At 5am AST today Tropical Storm Irma was “close to hurricane strength” about 590 miles (950 km) west of the Cabo Verde Islands.
The NOAA’s National Hurricane Center (NHC) warned: “Irma is forecast to become a hurricane later today but remain over the tropical Atlantic through Tuesday.”
The latest update said: “Irma is moving toward the west near 12 mph (19 km/h).
“A west-northwestward motion is expected today and tonight, followed by a generally westward motion on Friday.”
The latest storm track shows that Irma is heading towards the Caribbean. There are no coastal watches or warnings in effect.

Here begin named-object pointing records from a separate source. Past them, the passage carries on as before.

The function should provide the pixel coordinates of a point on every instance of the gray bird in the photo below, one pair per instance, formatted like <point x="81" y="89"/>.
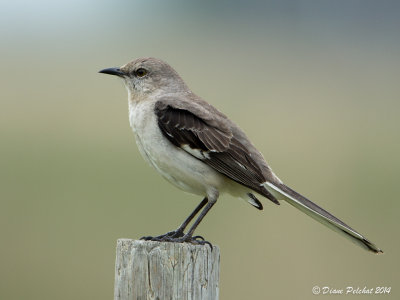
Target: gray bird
<point x="198" y="149"/>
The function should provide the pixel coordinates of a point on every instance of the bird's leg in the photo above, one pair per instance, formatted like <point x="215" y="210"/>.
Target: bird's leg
<point x="179" y="232"/>
<point x="188" y="237"/>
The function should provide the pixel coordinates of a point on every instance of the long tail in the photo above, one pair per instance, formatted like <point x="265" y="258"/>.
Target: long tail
<point x="321" y="215"/>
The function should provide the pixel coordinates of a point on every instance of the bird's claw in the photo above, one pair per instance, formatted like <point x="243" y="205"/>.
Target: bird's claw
<point x="178" y="237"/>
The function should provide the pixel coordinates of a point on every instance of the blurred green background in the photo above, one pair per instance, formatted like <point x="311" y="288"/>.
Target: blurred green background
<point x="320" y="77"/>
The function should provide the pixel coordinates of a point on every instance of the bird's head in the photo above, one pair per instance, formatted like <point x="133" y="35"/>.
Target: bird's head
<point x="146" y="76"/>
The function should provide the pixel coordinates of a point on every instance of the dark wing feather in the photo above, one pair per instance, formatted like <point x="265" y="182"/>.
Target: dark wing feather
<point x="221" y="150"/>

Meteorologist Danielle Banks, from The Weather Channel, said: “Keep in mind that it is way to soon to say if its going to impact the United States, and where it will head.
“We’re gonna be way past Labour Day before it treks across the Atlantic Ocean but you can see we need to monitor this for sections of Leeward Islands and also northeastern Caribbean.”
AccuWeather Hurricane Expert Dan Kottlowski said: “All interests in the eastern Caribbean will need to monitor the progress of this evolving tropical cyclone, especially next week.
“It is way too soon to say with certainty where and if this system will impact the US.”